Harelk Moirtir denen, şehrin bu bölgesinde, eskiden içlerinde onlarca insanın yaşadığı, tıpkı Kelkh’teki yüksek binalara benzer binalar kimilerine göre dev bir sarsıntıda, kimilerine göreyse Edvar Monath’ın Hükmü sırasında birer toplu mezara dönüşmüş ve zamanla da bu dar sokakları oluşturan gri renkli, tozlu tepecikler halini almıştı. Tabi, bunlar birer efsaneden ibaretti sadece -o günlerden arta kalan, ‘harf’ denen bir çeşit rün düzeniyle yazılmış birkaç kağıtta rastlanılan bazı hikayelerdi bunları anlatan.

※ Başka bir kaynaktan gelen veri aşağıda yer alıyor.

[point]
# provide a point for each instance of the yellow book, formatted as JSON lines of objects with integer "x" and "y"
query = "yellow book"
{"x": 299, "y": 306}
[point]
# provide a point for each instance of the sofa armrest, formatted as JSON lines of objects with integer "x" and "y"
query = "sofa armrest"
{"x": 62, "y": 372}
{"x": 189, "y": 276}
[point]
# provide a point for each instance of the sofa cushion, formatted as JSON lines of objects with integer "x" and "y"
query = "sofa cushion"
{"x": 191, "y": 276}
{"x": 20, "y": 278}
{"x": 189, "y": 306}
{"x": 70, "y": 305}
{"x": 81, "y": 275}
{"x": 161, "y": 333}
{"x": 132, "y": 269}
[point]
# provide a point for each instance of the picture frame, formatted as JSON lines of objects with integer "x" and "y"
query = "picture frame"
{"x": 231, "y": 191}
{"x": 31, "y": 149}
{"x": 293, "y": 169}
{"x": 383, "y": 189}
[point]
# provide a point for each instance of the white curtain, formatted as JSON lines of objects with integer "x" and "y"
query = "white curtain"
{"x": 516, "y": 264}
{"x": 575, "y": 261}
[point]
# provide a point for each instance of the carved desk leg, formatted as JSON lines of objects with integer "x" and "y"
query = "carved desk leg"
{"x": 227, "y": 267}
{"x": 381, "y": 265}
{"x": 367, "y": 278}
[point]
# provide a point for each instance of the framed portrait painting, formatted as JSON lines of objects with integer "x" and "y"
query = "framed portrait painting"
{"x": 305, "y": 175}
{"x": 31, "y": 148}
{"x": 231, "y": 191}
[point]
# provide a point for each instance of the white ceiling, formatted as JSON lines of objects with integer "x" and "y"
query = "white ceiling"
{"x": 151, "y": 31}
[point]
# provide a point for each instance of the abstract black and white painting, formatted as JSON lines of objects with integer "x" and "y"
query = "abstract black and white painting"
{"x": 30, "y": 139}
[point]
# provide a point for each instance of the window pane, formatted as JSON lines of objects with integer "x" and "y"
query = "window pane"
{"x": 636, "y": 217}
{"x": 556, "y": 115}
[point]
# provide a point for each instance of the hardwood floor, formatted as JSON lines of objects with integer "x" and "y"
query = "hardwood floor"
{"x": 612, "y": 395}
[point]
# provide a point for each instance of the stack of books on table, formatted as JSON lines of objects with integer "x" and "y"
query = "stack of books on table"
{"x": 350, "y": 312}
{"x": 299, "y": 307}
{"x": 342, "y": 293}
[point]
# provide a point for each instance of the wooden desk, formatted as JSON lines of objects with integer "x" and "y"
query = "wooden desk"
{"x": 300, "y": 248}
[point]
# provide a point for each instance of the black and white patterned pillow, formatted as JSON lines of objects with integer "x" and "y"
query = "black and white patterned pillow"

Asir, yirmi beş senelik kısa hayatının yarısından fazlasını işte bu yazıları, kağıtları incelemekle geçirmişti. Monath Loncası’nda bulunduğu ve yarısını da çırak olarak geçirdiği yıllar da bu zaman zarfına eş değerdi. Monath Loncası, Bilinen’de küçük yaşta ebeveynlerini kaybeden çocukları toplayıp onları Başlangıç’ı araştırmak için eğitmekteydi ve bu hep bu şekilde süregelmişti. Asir de, Bilinen’in Kuzeybatısında bir kent olan Traken’de, bir Sınır Görevlisi’nin çocuğu olarak doğmuştu. Henüz üç yaşındayken bir depremde yıkılan, yine Kelkh’teki ayakta kalmayı başarmış çok eski ve yüksek binalar gibi bir binanın altında kalıp ölen anne-babasının aksine kurtarılabilmişti. Çocukların yeterli olduğuna kanaat getirilene kadar loncanın Çocuk Evi olarak da bilinen Velad Arthir’e alınmıştı. On iki yaşına geldiğinde loncaya terfi ettirilen Asir zamanla çıraklıktan asıl öğrencilik mertebesine, yani monath’ir’liğe terfi etmişti.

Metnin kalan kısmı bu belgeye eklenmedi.